DevOps  

Real-World Microservices Scenario-Based Questions and Answers

1. Scenario: A microservice is failing frequently. How will you detect and recover it?

  • Answer

    • Detect with health checks, monitoring (Prometheus, App Insights).

    • Recover with Kubernetes auto-restart, circuit breakers, and retries.

    • Use dead-letter queues for failed async messages.

2. Scenario: Two services (Order & Payment) must complete together or rollback. How will you ensure consistency?

  • Answer

    • Use the Saga Pattern.

    • Choreography → Payment emits event, Order reacts.

    • Orchestration → Orchestrator coordinates both.

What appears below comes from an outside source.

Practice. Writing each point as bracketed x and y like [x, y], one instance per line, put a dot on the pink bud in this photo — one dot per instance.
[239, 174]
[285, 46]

    • Compensating transaction cancels payment if the order fails.

3. Scenario: Your product catalog service is very read-heavy. How do you optimize it?

  • Answer

    • Apply CQRS: separate read/write models.

    • Add caching (Redis, CDN).

    • Use read replicas in the database.

4. Scenario: A user-facing API takes too long because it calls five microservices. How do you optimize latency?

  • Answer

    • Use API Gateway aggregation to reduce multiple calls.

    • Use GraphQL for flexible data fetching.

    • Implement parallel calls + async messaging.

    • Add caching at API Gateway.

5. Scenario: One microservice is getting overloaded with requests. How do you scale it?

  • Answer

    • Enable horizontal auto-scaling (Kubernetes HPA).

    • Use load balancer.

    • Queue requests with message broker.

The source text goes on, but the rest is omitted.